C’est là qu’une partie des microplastiques est générée : ce sont les microplastiques primaires, dont les sources principales sont le lavement des vêtements en fibres synthétiques à la machine, l’abrasion des pneus des voitures sur la chaussée, les poussières urbaines. Certains produits cosmétiques contiennent également des microplastiques.
Malheureusement, les microplastiques se retrouvant dans les eaux usées ne sont pas traités dans les stations d’épuration à l’heure actuelle, et se retrouvent dans les eaux en sortie, ou bien dans les boues épandues sur les sols agricoles.
Les macro-déchets et les microplastiques primaires rejoignent alors les cours d’eau, les fleuves, et terminent leur course dans les mers et océans.
La pollution plastique n'est pas seulement d'origine terrestre.
Parmi les sources de pollution plastique marine, on trouve l’aquaculture, la pêche, le trafic maritime et le tourisme.
Le devenir des plastiques dans l'océan
Le plastique ne se dégrade jamais complètement. Une fois en mer, sous l’action mécanique des courants, des marées et des vents, l’action du soleil (photolyse) et de bactéries présentes à leur surface, les macrodéchets plastiques vont se fragmenter en particules plus petites, de taille inférieure à 5 mm : les microplastiques.

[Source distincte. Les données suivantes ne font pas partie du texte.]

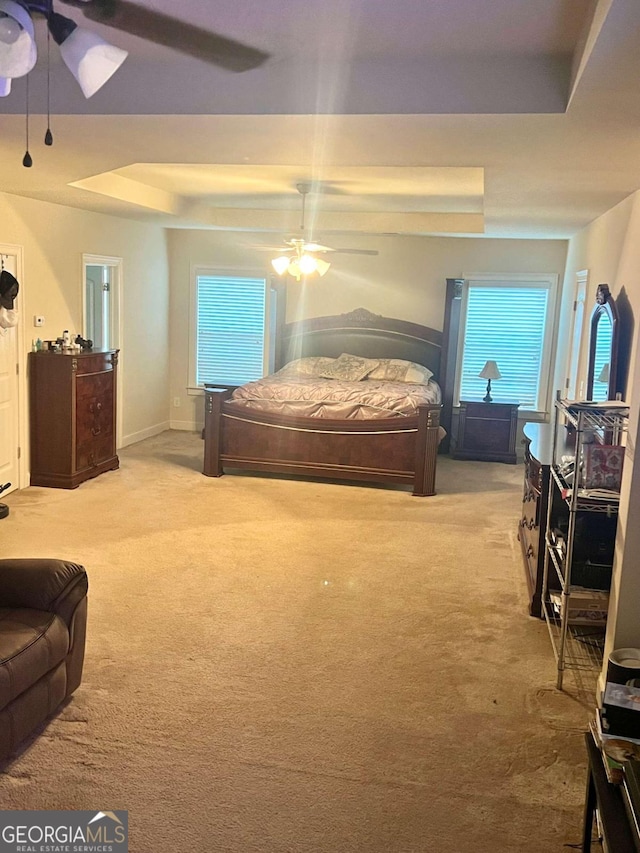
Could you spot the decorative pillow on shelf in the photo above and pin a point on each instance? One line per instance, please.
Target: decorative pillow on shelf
(308, 366)
(350, 368)
(398, 370)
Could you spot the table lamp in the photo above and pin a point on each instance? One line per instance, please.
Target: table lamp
(489, 371)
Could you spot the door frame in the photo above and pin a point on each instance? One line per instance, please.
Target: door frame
(23, 421)
(115, 321)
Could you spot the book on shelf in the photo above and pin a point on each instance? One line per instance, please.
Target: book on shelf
(603, 466)
(616, 751)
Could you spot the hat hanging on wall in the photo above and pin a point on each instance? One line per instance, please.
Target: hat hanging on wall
(9, 288)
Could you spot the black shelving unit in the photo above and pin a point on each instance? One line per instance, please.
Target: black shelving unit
(580, 534)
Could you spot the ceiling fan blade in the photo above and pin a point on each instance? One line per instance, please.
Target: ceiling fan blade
(171, 32)
(356, 251)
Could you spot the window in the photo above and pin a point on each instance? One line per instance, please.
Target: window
(231, 339)
(508, 319)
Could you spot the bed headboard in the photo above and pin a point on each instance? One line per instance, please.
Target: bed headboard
(361, 333)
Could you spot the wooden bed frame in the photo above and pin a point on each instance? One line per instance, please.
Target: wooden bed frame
(391, 450)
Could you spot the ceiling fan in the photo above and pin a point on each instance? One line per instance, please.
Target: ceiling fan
(299, 254)
(136, 19)
(90, 59)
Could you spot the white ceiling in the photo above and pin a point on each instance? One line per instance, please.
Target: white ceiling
(516, 118)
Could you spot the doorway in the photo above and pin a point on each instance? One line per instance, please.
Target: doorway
(102, 322)
(12, 385)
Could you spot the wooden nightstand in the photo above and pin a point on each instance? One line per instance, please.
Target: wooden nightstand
(487, 431)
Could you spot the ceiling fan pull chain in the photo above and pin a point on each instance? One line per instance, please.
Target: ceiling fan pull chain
(48, 137)
(27, 161)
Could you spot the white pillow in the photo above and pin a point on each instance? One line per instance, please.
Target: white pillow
(308, 366)
(398, 370)
(350, 368)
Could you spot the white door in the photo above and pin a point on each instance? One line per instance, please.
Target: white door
(9, 399)
(574, 385)
(102, 298)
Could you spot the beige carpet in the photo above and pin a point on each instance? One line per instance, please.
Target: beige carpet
(279, 665)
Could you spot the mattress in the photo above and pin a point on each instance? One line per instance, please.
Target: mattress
(367, 399)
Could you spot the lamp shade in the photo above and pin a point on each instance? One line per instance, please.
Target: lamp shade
(490, 371)
(18, 51)
(90, 59)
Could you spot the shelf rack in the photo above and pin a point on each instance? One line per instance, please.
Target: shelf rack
(576, 646)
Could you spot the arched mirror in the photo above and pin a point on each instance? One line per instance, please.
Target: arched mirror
(603, 348)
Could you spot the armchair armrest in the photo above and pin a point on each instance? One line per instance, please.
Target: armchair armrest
(56, 586)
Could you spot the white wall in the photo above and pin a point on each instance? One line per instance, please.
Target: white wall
(610, 249)
(406, 280)
(54, 238)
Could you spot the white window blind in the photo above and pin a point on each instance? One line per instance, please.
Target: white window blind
(508, 324)
(230, 329)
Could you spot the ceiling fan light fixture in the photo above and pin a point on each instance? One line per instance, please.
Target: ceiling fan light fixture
(91, 59)
(307, 264)
(322, 266)
(281, 264)
(18, 52)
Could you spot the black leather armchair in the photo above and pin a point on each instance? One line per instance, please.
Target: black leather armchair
(43, 617)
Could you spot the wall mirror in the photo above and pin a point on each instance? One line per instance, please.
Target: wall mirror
(602, 372)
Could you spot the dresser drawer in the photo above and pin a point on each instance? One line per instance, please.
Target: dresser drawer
(89, 454)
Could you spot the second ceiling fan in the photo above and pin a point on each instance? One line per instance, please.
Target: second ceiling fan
(299, 256)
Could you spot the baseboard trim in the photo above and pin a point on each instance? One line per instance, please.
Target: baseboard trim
(186, 426)
(149, 432)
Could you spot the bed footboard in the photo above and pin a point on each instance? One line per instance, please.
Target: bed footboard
(393, 450)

On parle alors de microplastiques secondaires. On trouve également des particules encore plus petites, de taille inférieure à 1 micromètre, les nanoplastiques.
Les plastiques s’accumulent sur les plages, dans les sédiments le long des côtes, ou continuent de flotter à la surface des océans. On estime en effet que sur les 400 millions de tonnes de plastique produites environ chaque année, près des ⅔ des polymères synthétiques créés ont une densité inférieure à celle de l'eau de mer.
On observe des zones d’accumulation privilégiées des microplastiques au niveau des 5 gyres océaniques, ou sur certaines îles au milieu de l’océan Pacifique. Les plastiques sont également transportés via les courants de circulation thermohalins, pour certains jusqu’en Antarctique.
Avec un stock de plastique actuellement estimé à 1,2 millions de tonnes, la mer Méditerranée est également une zone d’accumulation importante de plastiques du fait de son caractère fermé et de son important bassin versant.
Une part non négligeable de plastique finit sa course au fond des océans, dans les sédiments marins profonds ou encore dans les fosses océaniques. Enfin, l’un des plus grand réservoir de plastiques estimé est celui de la biosphère marine, qui consomme les microplastiques.
Plastiques et océan, quel est le problème ?
La pollution plastique, et notamment microplastique, constitue un problème majeur pour le milieu marin et sa biodiversité.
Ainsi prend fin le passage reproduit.